Proposed Rule 206(4)-4 would require all SEC registered investment advisers to adopt, implement and annually review a business continuity and transition plan (“BCTP”). The BCTP must address:

  • Maintenance of critical operations and systems, and the protection, backup, and recovery of data, including client records;
  • A pre-arranged alternate physical location of the adviser’s office and employees;
  • Communications with clients, employees, service providers, and regulators;
  • Identification and assessment of third-party services critical to the operation of the adviser; and
  • A plan of transition that accounts for the possible winding down of the adviser’s business or the transition of the adviser’s business to others.

The rule would be promulgated under Section 206(4) of the Investment Advisers Act, which makes it unlawful “to engage in any act, practice, or course of business which is fraudulent, deceptive, or manipulative.” Granting that planning is a sound practice, why would a failure to plan be “fraudulent, deceptive, or manipulative?”

Can Fiduciaries Negotiate Risks with their Clients?
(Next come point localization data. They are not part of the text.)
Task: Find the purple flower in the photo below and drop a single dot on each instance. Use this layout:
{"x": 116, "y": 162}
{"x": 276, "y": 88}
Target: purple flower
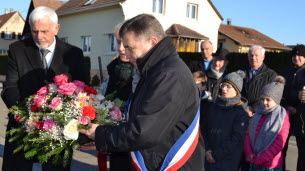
{"x": 48, "y": 124}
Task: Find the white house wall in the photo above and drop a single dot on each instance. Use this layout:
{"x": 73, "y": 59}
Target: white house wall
{"x": 100, "y": 22}
{"x": 207, "y": 22}
{"x": 97, "y": 24}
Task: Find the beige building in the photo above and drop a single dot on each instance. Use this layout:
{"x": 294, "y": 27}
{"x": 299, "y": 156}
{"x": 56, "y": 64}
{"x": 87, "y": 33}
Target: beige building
{"x": 89, "y": 24}
{"x": 240, "y": 39}
{"x": 11, "y": 26}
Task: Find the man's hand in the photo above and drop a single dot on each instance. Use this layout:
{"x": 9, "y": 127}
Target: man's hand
{"x": 249, "y": 111}
{"x": 90, "y": 132}
{"x": 291, "y": 110}
{"x": 88, "y": 146}
{"x": 302, "y": 95}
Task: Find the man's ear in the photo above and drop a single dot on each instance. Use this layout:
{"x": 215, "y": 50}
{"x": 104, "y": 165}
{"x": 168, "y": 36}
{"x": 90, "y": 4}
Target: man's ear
{"x": 154, "y": 41}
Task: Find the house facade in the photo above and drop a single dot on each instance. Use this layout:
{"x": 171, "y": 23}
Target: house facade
{"x": 11, "y": 26}
{"x": 240, "y": 39}
{"x": 89, "y": 24}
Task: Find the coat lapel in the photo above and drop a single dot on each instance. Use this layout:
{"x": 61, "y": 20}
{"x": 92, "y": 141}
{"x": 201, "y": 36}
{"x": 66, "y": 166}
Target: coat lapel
{"x": 33, "y": 56}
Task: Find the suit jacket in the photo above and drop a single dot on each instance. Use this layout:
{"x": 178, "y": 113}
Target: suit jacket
{"x": 26, "y": 75}
{"x": 197, "y": 65}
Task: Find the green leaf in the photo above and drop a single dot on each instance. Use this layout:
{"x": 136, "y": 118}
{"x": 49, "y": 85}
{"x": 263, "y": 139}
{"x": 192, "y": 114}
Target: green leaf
{"x": 30, "y": 154}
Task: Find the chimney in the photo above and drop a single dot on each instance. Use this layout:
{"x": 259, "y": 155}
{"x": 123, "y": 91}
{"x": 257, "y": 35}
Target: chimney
{"x": 229, "y": 21}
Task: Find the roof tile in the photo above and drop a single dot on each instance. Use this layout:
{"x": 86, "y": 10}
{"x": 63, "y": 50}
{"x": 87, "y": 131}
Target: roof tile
{"x": 78, "y": 5}
{"x": 249, "y": 36}
{"x": 180, "y": 30}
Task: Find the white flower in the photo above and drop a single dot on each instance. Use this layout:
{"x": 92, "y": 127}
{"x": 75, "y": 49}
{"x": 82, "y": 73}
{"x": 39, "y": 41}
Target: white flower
{"x": 70, "y": 130}
{"x": 100, "y": 97}
{"x": 52, "y": 88}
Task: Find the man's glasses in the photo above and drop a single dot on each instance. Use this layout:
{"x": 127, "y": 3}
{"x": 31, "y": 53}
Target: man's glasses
{"x": 225, "y": 85}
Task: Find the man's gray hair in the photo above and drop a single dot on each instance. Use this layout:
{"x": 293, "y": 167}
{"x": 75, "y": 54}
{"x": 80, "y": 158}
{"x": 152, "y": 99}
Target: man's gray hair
{"x": 256, "y": 46}
{"x": 41, "y": 13}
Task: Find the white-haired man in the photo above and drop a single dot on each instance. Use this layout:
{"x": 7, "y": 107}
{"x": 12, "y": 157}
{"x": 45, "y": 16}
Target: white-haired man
{"x": 257, "y": 76}
{"x": 32, "y": 63}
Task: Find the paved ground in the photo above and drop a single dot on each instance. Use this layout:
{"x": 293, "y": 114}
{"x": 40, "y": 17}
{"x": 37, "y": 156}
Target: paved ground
{"x": 87, "y": 161}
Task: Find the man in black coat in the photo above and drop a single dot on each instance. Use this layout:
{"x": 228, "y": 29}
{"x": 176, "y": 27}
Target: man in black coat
{"x": 27, "y": 73}
{"x": 217, "y": 72}
{"x": 164, "y": 105}
{"x": 290, "y": 101}
{"x": 257, "y": 76}
{"x": 207, "y": 57}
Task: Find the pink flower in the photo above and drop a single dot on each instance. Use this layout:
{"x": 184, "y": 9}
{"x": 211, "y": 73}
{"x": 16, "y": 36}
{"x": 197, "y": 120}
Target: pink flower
{"x": 39, "y": 101}
{"x": 56, "y": 103}
{"x": 61, "y": 79}
{"x": 43, "y": 91}
{"x": 48, "y": 124}
{"x": 80, "y": 85}
{"x": 84, "y": 120}
{"x": 18, "y": 118}
{"x": 115, "y": 114}
{"x": 67, "y": 89}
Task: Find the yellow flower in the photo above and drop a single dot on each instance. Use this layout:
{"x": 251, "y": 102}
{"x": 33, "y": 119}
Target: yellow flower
{"x": 70, "y": 130}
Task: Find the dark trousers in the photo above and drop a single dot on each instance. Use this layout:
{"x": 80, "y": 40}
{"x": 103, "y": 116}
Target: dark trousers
{"x": 17, "y": 162}
{"x": 300, "y": 138}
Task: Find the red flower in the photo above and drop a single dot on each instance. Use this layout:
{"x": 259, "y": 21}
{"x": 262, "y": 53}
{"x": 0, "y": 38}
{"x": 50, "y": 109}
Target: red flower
{"x": 90, "y": 90}
{"x": 18, "y": 118}
{"x": 90, "y": 112}
{"x": 34, "y": 108}
{"x": 39, "y": 125}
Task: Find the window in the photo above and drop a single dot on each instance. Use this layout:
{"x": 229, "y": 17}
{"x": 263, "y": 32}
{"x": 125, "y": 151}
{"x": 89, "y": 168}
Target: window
{"x": 64, "y": 39}
{"x": 158, "y": 6}
{"x": 191, "y": 11}
{"x": 112, "y": 43}
{"x": 8, "y": 35}
{"x": 86, "y": 44}
{"x": 2, "y": 51}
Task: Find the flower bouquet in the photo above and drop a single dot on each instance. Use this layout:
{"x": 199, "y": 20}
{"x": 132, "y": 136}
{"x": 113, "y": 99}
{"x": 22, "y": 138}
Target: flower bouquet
{"x": 50, "y": 119}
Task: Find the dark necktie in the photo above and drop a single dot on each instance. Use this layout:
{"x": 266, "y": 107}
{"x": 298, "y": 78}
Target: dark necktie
{"x": 44, "y": 52}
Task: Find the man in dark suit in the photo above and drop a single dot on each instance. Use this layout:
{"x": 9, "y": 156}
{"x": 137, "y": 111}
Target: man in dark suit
{"x": 29, "y": 69}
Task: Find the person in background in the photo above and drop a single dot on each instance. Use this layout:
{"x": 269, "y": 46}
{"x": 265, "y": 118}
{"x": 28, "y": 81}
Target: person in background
{"x": 257, "y": 76}
{"x": 201, "y": 79}
{"x": 206, "y": 53}
{"x": 164, "y": 106}
{"x": 298, "y": 96}
{"x": 32, "y": 63}
{"x": 268, "y": 130}
{"x": 216, "y": 73}
{"x": 290, "y": 100}
{"x": 224, "y": 125}
{"x": 120, "y": 71}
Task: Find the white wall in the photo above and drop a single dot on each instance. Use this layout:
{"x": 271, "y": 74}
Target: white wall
{"x": 97, "y": 24}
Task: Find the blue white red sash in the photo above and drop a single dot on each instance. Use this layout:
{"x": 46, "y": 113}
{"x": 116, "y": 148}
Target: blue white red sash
{"x": 178, "y": 154}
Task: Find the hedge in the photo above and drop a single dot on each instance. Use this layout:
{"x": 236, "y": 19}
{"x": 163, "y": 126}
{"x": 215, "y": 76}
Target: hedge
{"x": 276, "y": 61}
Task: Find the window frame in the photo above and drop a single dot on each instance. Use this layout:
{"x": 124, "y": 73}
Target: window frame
{"x": 190, "y": 11}
{"x": 86, "y": 40}
{"x": 156, "y": 6}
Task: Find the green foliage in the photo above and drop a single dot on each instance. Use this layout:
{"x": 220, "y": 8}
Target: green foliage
{"x": 3, "y": 64}
{"x": 95, "y": 81}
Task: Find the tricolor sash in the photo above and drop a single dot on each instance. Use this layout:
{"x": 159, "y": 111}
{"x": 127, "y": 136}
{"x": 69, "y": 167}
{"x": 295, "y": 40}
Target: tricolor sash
{"x": 179, "y": 153}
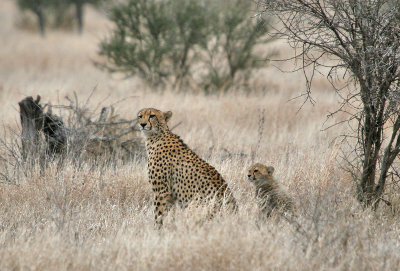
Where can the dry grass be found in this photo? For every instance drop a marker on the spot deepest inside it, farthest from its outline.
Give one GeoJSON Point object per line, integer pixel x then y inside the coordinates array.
{"type": "Point", "coordinates": [80, 217]}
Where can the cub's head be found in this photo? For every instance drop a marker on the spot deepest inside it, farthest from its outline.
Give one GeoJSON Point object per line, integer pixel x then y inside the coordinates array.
{"type": "Point", "coordinates": [259, 172]}
{"type": "Point", "coordinates": [153, 121]}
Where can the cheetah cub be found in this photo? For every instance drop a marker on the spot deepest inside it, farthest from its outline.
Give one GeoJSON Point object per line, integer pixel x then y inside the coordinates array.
{"type": "Point", "coordinates": [270, 196]}
{"type": "Point", "coordinates": [176, 173]}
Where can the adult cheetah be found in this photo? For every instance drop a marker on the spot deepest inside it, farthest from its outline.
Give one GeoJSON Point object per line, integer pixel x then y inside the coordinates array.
{"type": "Point", "coordinates": [175, 172]}
{"type": "Point", "coordinates": [270, 196]}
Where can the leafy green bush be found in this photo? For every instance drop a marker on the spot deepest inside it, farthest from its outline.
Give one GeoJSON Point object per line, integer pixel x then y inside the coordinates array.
{"type": "Point", "coordinates": [184, 42]}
The SEC offers the following justification for requiring BCTPs under Section 206(4):

As fiduciaries, investment advisers owe their clients a duty of care and a duty of loyalty, requiring them to put their clients’ interests above their own. As part of their fiduciary duty, advisers are obligated to take steps to protect client interests from being placed at risk as a result of the adviser’s inability to provide advisory services.… [C]lients are entitled to assume that advisers have taken the steps necessary to protect those interests in times of stress …. We believe it would be fraudulent and deceptive for an adviser to hold itself out as providing advisory services unless it has taken steps to protect clients’ interests from being placed at risk as a result of the adviser’s inability … to provide those services.

I detect some legal legerdemain here. It is one thing to say that an adviser must place the client’s interest first when managing the client’s assets; it’s quite another thing to say that client interests must come first in the management of the adviser’s business.
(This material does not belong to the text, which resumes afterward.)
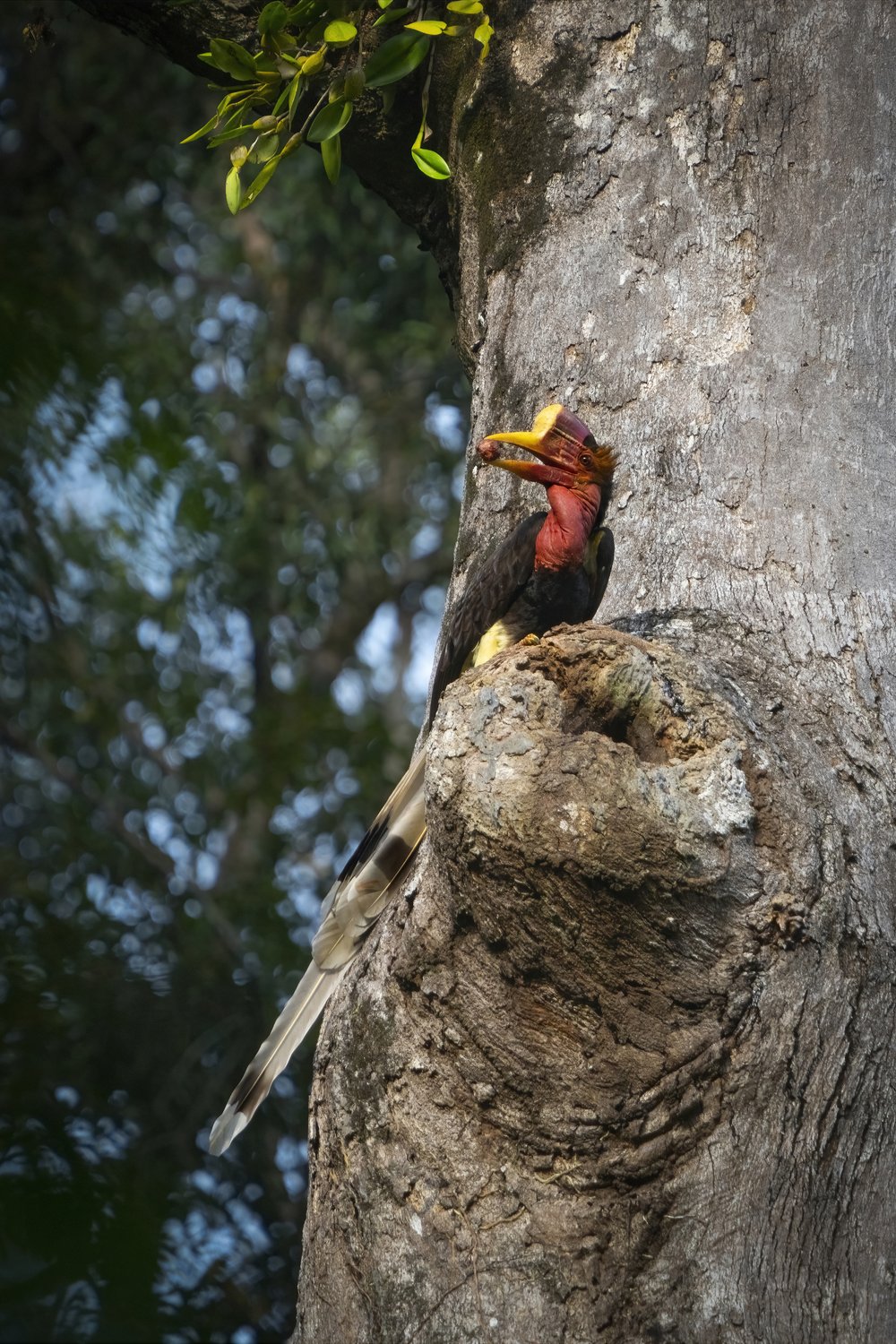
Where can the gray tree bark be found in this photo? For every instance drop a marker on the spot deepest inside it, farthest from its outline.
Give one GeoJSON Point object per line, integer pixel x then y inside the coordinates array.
{"type": "Point", "coordinates": [618, 1062]}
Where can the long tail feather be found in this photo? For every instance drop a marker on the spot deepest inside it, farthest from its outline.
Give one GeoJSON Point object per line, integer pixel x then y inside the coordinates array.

Moreover, by decreeing what “clients are entitled to assume,” the SEC would prevent advisers from negotiating their clients’ expectations. Before the proposed rule, I would have thought an adviser might disclose to clients that he or she may not always be available during “times of stress” and that clients could accept this risk. The SEC’s proposal now suggests this would be a deceptive practice.

Paths Not Taken

Section 204(a) of the Investment Advisers Act requires advisers to “make and keep for prescribed periods such records, furnish such copies thereof, and make and disseminate such reports as the Commission, by rule, may prescribe ….” The SEC could get much, although not all, that it is looking for by defining recordkeeping to include planning for accessing, updating and transferring client records in the event of a business disruption.

The SEC could also require advisers to disclose whether they have a BCTP and summarize any plan in their brochure, so that clients could gauge the adviser’s preparedness themselves. We would then complain about regulation through disclosure. But I would prefer to risk a fraud charge due to an actual misstatement, rather than due to disappointing expectations the SEC has created on the clients’ behalf.